The Yukon has a world-renowned fossil record of ice age animals, but mummified remains with skin and hair are rarely unearthed. Nun Cho Ga is the most complete mummified mammoth found in North America.
They were grazing animals and went extinct about 4,000 years ago.
Woolly mammoths roamed parts of Earth’s northern hemisphere for at least half a million years. They were still in their heyday 20,000 years ago, but within 10,000 years, they were reduced to isolated populations off the coasts of Siberia and Alaska.

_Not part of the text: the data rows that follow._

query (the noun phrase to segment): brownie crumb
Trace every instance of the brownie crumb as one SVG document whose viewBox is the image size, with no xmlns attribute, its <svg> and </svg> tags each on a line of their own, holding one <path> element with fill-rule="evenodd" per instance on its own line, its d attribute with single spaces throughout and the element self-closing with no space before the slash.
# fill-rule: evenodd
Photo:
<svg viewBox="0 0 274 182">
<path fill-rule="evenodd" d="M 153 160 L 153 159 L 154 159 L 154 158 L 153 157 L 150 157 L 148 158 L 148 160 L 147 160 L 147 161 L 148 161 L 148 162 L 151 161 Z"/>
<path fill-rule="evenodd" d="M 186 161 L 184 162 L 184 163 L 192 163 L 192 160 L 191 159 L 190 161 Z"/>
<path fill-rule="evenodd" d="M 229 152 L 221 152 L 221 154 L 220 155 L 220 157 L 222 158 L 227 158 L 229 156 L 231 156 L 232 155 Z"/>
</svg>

One widely accepted theory is that fire and the development of tools, such as spears, hooks, and nets, helped humans become ace hunters, driving woolly mammoths, ground sloths, rhinoceros*, and other mammals into extinction.
The last population known from fossils remained on Wrangel Island in the Arctic Ocean until 4,000 years ago, well into the start of human civilization and concurrent with the construction of the Great Pyramid of ancient Egypt.
*There are only two species of rhinoceros left in the world: the white rhinoceros and the black rhinoceros. However, there used to be many more species of rhinoceros. Some extinct species include the woolly rhinoceros, the Indian rhinoceros, and the Javan rhinoceros. The woolly rhinoceros was the most common rhinoceros in Europe during the Ice Age. A lot of Rhinos are in danger now.